Ask HN: How does one find a research avenue? (retry) - vuxel
Hi all. I am considering getting into research, and I&#x27;m trying to figure out how one goes about finding a problem to solve.<p>Backstory: I completed my bachelors in &#x27;16 with some significant side&#x2F;hobby projects (kernel&#x2F;systems) and I&#x27;m now working as an engineer at one of the Major Ones. Although it pays well for now, I am slowly losing motivation and creativity and it is replacing my &#x27;engineering for the fun of it&#x27; mindset with &#x27;do what you&#x27;re told to&#x27;. I&#x27;ll need to adapt heavily to be able to thrive in this environment as a generic software engineer. I&#x27;m not learning, I&#x27;m not specializing, and I start to realize that I want to put in concentrated effort and work towards something for myself. Hence the idea of pursuing research. Or working for&#x2F;on a startup.<p>My reason for going into academia to pursue a PhD would be, to be able to focus X years of independent research towards an idea I think can turn into a product later. But that depends on the idea&#x2F;domain, the supervisors I work with and how success is measured (number of publications v&#x2F;s real-world outcome, which may have a gap). Of course if I can&#x27;t turn it into a product later, I have specialized and can come back to the industry.<p>Please correct me if my perspective is horribly wrong : ).<p>Thanks.
======
cjbprime
My opinion, exaggerated a little, take it with a grain of salt:

The opportunities (scale, compute power, funding, how close you are to the
edge of the state of the art) for research in industry are currently uniformly
better than the opportunities for research in academia, and industry pays an
order of magnitude or so more too.

If you followed ten "famous" CS profs five years ago, I'd guess that at least
eight of them quit academia (despite having tenure) and now work at Google or
Facebook.

So I think it's clear, at least to me, that if you want to do research it
would be better to do it at a Major One. But I understand that it's hard to
pull that off early in your career. Still, I would keep trying before taking
the second-best option of academia.

------
ColinWright
Firstly, getting a PhD is hard work, even when you think you've taken in
account everyone telling you it's hard work, it's still harder than you think.
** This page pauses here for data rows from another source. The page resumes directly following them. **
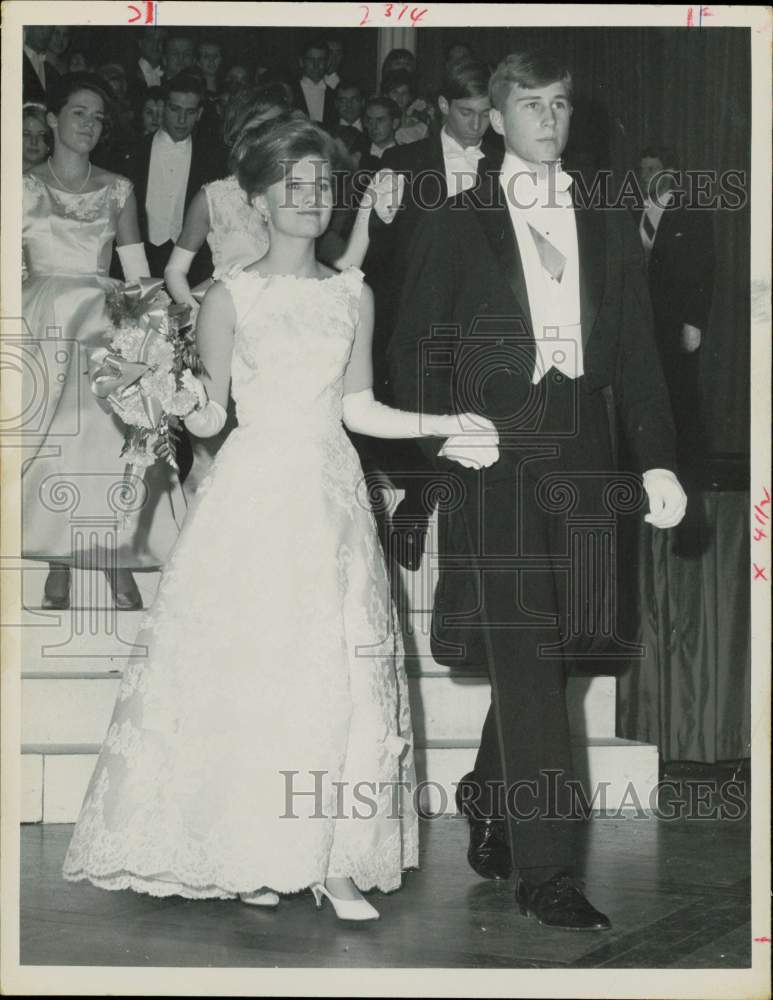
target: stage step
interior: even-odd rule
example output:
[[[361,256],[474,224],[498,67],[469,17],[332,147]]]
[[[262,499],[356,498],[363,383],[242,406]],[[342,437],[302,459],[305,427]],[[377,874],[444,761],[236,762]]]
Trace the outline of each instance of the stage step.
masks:
[[[22,674],[23,743],[98,743],[113,711],[120,673]],[[408,680],[417,741],[475,740],[491,701],[484,678],[443,674]],[[567,703],[579,742],[615,735],[613,677],[571,677]]]
[[[417,740],[415,794],[423,811],[455,812],[456,784],[472,769],[476,750],[474,740]],[[98,752],[98,743],[24,745],[21,821],[74,823]],[[589,739],[574,752],[576,777],[594,811],[653,807],[657,747],[611,737]]]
Secondly, it's extremely unlikely that research in academia aimed at getting a
PhD will be suited to being turned into a business. The purposes of "research
for degree" and "research for product" are totally different. If you try to
achieve one by doing the other you'll likely succeed at neither.

To answer the question you started with, the problems you work on in getting a
degree are ones agreed between you and your supervisor during your preliminary
work. For a PhD you need something sufficiently mainstream as not to be
dismissed as a toy problem, obscure enough that no one else is likely to be
working on it, hard enough that results are worth the degree, and easy enough
that you can make progress in a severely limited time. As I say, finding a
problem that suits those criteria and then also asking that it's research that
can be turned into a product is all a bit much.

There are avenues to explore other than taking a PhD. Spare time projects,
contributing to Open Source, reduce your hours at BigCo and start a
consultancy on the side, go freelance.

A PhD is probably not the best option, but in the end all I can do is provide
an opinion for you to take as grist to the mill.